Healthy Urban Living
How healthy is living in a large, densely populated city? The urban environment can influence public health in several ways, for instance through the accessibility of healthy transport and food options, and providing opportunities for physical activity and social engagement. The research performed within the Healthy Urban Living theme assesses the links between these different issues and health with the ultimate goal to advance our understanding on how we can design cities that promote the health of the city and its inhabitants.
Data and Knowdledge Hub Healthy Urban Living
The Data and Knowledge Hub Healthy Urban Living is an independent and open public-private platform, initiated by amongst others Utrecht University. Together with residents, the partners will develop scientific and data-driven concepts and measures: evidence-based products and services that have a positive effect on the health of everyone who lives, works or recreates in an urban environment.
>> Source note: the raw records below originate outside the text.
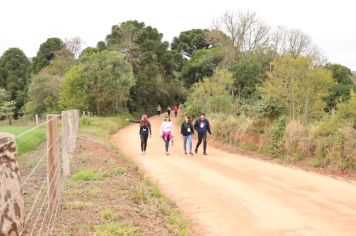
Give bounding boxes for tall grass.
[0,126,46,155]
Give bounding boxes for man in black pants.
[194,113,211,155]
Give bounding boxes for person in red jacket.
[173,104,179,117]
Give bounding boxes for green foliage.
[181,47,225,87]
[171,29,211,58]
[324,64,355,111]
[271,116,287,157]
[0,101,16,125]
[72,170,106,182]
[25,71,63,114]
[0,48,30,115]
[258,56,332,121]
[184,70,235,117]
[31,38,65,74]
[0,126,46,155]
[95,223,142,236]
[60,51,136,115]
[106,21,182,112]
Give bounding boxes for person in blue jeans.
[180,117,194,155]
[194,113,211,155]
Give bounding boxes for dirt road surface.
[112,116,356,236]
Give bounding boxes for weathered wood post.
[47,115,58,210]
[62,111,70,176]
[0,133,25,236]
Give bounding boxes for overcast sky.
[0,0,356,70]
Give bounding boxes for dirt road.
[112,117,356,236]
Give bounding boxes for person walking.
[173,104,179,117]
[194,113,211,155]
[157,104,162,116]
[180,117,194,156]
[127,115,152,155]
[167,106,172,118]
[160,116,173,156]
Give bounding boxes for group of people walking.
[129,110,211,155]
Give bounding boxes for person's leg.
[143,134,148,152]
[195,133,203,153]
[188,135,193,154]
[203,133,208,155]
[183,136,188,154]
[140,134,144,152]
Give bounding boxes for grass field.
[0,126,46,155]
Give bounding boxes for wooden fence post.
[0,133,25,235]
[62,111,70,176]
[47,115,59,210]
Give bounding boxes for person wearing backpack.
[180,117,194,156]
[127,115,152,155]
[160,116,173,156]
[194,113,211,155]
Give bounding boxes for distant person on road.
[127,115,152,155]
[173,104,179,117]
[194,113,211,155]
[157,104,162,116]
[167,106,172,118]
[160,116,173,156]
[180,117,194,156]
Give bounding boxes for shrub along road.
[112,116,356,235]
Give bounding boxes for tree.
[181,47,225,87]
[106,21,182,112]
[325,64,356,111]
[171,29,211,58]
[208,11,270,64]
[65,37,84,58]
[31,38,65,74]
[258,56,333,121]
[0,48,30,115]
[25,71,63,114]
[60,50,136,115]
[185,69,235,117]
[0,101,16,125]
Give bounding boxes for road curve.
[112,117,356,236]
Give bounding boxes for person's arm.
[126,119,141,124]
[206,120,211,135]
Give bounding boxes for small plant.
[112,167,126,175]
[95,223,142,236]
[99,209,119,221]
[73,170,105,182]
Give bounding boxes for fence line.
[0,110,79,235]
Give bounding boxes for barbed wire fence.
[0,110,79,235]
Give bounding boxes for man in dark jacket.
[194,113,211,155]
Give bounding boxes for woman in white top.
[159,116,173,156]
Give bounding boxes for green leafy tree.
[31,38,65,74]
[171,29,211,58]
[60,50,136,115]
[258,56,333,121]
[106,21,182,111]
[325,64,356,111]
[25,71,63,114]
[181,47,225,87]
[0,101,16,125]
[185,69,235,117]
[0,48,30,115]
Now and in the future.
Duration: 2020 - ongoing
Coordinator: Roel Vermeulen
ELAPSE is a European research project that investigates if long-term exposure to low concentrations of outdoor air pollution is related to adverse health effects. It address the health effects at low air pollution levels by performing new analyses within selected cohorts of the ESCAPE study (~485,000 subjects) and in seven very large European administrative cohorts (> 35 million subjects).
EXPANSE is a five-year European research project that focuses on the urban exposome and involves 20 academic and non-academic partners located in 14 European countries and the USA. The project has received funding from the European Union’s Horizon 2020 research and innovation programme under grant agreement No 874627 and is coordinated by Utrecht University.
Duration: 2020 - 2025
Coordinators: Jelle Vlaanderen, Roel Vermeulen
Funded by: European Union's Horizon 2020 research and innovation programme
CitieS-Health aims to put citizens’ concerns at the heart of research agenda on environmental epidemiology by tackling health issues that concern them. Groups of citizens in five cities in Europe will design and run experiments to explore how the pollution in their living environment is affecting their health. The project will create an interactive toolkit with customised tools and best practices for the replication of the studies in other locations by researchers, individuals and citizen groups.
Duration: 2019 - 2023
Contact: Gerard Hoek
GERoNiMO - Generalized EMF Research using Novel Methods
The GERoNiMO project aims to close gaps of knowledge on health effects of electromagnetic fields (EMF) and reduce exposure. To achieve this, it will use an integrated approach, bringing together researchers from different disciplines (biology, engineering and physics, epidemiology and public health, radiation protection and risk assessment and communication), 19 different research institutions (see below) and 13 countries to address key questions related to EMF.
Duration: 2014 - ongoing
Contact: Anke Huss & Roel Vermeulen
ETAIN - Exposure To electromAgnetic fIelds and plaNetary health
The ongoing introduction of new telecommunication technologies (5G now, 6G next) comes with changes in exposure patterns and of biological interaction with humans and ecosystems. E.g., the coming mm-wave technology will lead to higher dose in human skin and eyes and higher absorption in small bodies, like insects. It is unclear if these changes are accompanied by adverse effects and what it means for current exposure limit regulation. ETAIN aims to develop and validate approaches to assess the impact of existing and novel communication technology from a planetary health perspective, while exploring options for exposure reduction and interacting with the public and stakeholders about exposure levels and possible associated risks.
Duration: 2022 – 2027
Coordinator: Anke Huss
Funded by: European Union’s Horizon 2020 research and innovation programme
COSMOS (Cohort Study of Mobile Phone Use and Health)
COSMOS is a large prospective cohort study of mobile telephone users (ongoing recruitment of 250,000 men and women aged 18+ years in five European countries - Denmark, Finland, Sweden, The Netherlands, UK) who will be followed up for 25+ years. Information on mobile telephone use is collected prospectively through questionnaires and objective traffic data from network operators. Associations with disease risks will be studied.